The docks of Saguaro Lake are loose of their moorings. The sand of the beaches has been blown into the water.
A series of storms battered the infrastructure of the popular recreation area. Now, the U.S. Forest Service is taking a beating for the slow pace of its repairs.
Harold Walden, a retiree from Mesa, said he boats on the lake twice a week. And when he backs his 19-foot Bayliner into the cool water, he sees the money he’s paid for access sinking beneath the surface.
“In my mind, they’ve been dragging their feet for better than two months,” the 73-yearold Walden said.
But Art Wirtz, the ranger in charge of the district that includes the lake, is pleading for the public’s patience. He said repairs could be completed by mid-August — “as long as the winds cooperate and we don’t get any more damage.”
“Dragging our feet is far from our approach and I do everything possible to expedite the process,” Wirtz said. “But it takes time.”
It was over time, according to Wirtz, that severe weather wreaked havoc at Saguaro Lake.
“There have been so many damaging storms over the last year,” Wirtz said.
The most recent incident came Monday. In one afternoon, a thunderstorm drenched the lake with about 1.2 inches of rain.

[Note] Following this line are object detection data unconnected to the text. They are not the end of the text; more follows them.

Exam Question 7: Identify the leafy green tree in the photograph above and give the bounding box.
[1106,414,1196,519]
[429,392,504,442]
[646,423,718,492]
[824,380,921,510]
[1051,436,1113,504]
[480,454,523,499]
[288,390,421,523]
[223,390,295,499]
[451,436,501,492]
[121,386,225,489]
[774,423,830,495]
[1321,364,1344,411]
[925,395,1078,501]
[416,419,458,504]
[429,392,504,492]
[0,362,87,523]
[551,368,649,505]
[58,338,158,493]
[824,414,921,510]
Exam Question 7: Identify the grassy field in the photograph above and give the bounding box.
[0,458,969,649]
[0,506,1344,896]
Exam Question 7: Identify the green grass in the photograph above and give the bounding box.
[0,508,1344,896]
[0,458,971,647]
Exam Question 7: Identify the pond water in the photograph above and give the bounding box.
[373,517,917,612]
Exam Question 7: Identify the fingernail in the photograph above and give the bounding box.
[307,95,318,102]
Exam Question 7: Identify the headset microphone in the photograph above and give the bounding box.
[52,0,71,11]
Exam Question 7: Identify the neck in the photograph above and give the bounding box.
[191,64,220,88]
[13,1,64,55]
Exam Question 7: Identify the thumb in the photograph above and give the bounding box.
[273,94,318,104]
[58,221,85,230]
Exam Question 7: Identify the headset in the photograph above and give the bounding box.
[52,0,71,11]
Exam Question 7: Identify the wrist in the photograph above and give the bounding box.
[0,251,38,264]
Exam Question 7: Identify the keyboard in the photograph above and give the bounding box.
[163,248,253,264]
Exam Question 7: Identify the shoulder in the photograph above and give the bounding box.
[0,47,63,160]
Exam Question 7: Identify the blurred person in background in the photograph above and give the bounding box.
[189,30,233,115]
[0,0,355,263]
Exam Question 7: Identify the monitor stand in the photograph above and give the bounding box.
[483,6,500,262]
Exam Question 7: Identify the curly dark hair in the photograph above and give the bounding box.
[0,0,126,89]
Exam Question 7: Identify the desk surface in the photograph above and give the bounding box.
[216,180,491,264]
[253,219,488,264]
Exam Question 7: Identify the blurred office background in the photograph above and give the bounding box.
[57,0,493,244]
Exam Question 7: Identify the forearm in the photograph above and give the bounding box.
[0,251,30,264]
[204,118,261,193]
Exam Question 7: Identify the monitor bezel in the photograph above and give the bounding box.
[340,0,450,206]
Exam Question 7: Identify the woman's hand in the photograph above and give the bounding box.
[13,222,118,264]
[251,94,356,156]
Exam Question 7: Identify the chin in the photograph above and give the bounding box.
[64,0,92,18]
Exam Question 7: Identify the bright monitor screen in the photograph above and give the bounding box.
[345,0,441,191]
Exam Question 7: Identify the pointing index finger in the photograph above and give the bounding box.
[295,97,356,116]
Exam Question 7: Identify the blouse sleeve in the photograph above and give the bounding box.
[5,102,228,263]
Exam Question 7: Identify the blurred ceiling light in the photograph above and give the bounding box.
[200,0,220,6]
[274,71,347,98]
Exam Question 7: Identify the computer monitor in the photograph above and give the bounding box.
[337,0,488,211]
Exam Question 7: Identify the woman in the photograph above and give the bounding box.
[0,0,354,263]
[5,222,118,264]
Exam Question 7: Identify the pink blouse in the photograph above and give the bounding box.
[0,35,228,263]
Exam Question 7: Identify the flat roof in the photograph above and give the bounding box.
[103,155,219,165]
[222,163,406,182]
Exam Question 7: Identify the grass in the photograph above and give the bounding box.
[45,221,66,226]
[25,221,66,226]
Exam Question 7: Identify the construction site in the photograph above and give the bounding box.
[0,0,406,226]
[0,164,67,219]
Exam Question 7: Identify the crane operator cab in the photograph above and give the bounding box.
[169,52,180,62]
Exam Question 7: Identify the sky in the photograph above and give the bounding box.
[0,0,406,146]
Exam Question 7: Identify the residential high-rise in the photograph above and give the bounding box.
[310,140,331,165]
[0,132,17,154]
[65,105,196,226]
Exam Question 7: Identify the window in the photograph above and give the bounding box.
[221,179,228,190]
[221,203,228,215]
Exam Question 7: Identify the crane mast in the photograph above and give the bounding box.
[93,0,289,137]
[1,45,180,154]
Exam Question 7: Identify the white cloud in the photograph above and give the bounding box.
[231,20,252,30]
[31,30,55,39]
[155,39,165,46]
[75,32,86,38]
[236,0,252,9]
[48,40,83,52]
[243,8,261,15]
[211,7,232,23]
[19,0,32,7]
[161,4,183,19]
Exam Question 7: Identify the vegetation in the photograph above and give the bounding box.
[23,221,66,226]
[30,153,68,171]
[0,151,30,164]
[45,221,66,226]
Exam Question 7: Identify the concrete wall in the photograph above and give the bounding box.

The lake’s west fishing pier was damaged the most by the storm’s wind. The pier broke off where it connects to the concrete base, Wirtz said. The dock has since been secured with a cable attached to shore, but engineers told the Forest Service a crane will be needed to pick up the broken base.
One of the more obvious signs of damage is at the courtesy dock adjacent to the boat ramp. The dock, a strip of metal jutting into the water, is separated from its attachment to the shore.
Although authorities try to keep people off the dock by blocking the walkway access, Wirtz said many ignore the warnings.
Last fall, Wirtz added, another storm took all of the sand off the beach at Butcher Jones Cove and put it in the lake. Some sand was recovered, but a full restoration will require emergency funding that has yet to be obtained.
And at the Bagley Flat Campground, accessible only by boat, another courtesy dock was damaged by the torque created when high winds combined with large swells.
There have been some repairs. The fishing pier at Butcher Jones recently was repaired, Wirtz said, and as part of the fix-up the strength of the underwater anchors was increased.
“These are not easy fixes, and the repairs needed are actually redesign and reconstruction so we don’t get damage in the future,” Wirtz said.
Walden said there’s other damage, such as missing cleats which boaters use to tie up their watercraft.
With all these docks and piers out of commission, he wants to know what his entrance fee is paying for.
“How come me and other people are paying big money, and nothing’s being done?” Walden asked.
Forest Service records show the Saguaro Lake facilities recently collected $211,000 in annual revenue. A typical boater pays $10 per outing: $6 per vehicle, plus a watercraft use fee of $4.
But, Wirtz noted, that money goes toward day-to-day maintenance — and not major repair work.
“We do not have experts on staff at Mesa to design these reconstructions, so our engineers in the Phoenix office contact companies that do that work on docks all of the time,” Wirtz said. “After their design is completed, we have to go through contracting and that takes considerable time based on federal regulations for contract work.”
Walden is growing impatient.
“You can get the boat in, but you can’t get to the boat, he said. “If you’re paying for it, it ought to be addressed and taken care of.”
Wirtz said it isn’t normal for the weather — be it summer thunderstorms or winter’s hard rains — to do this much damage.
“I think somebody up there controlling the weather is angry with us,” Wirtz said. “Canyon Lake got a few of these storms, but nothing like Saguaro.”
The storms banged up more than Forest Service property. At the Lakeshore Restaurant, manager Rob Engel said an afternoon microburst in August tore apart the café’s porch. Among the amazing sights were thick wooden poles snapped in half, bolted-down chairs and tables ripped out of the concrete and a 600-pound bar flipped onto the roof.
“We could see (the storm) coming down the canyon,” Engel recalled. “Then it came around (from the north) and hit us.”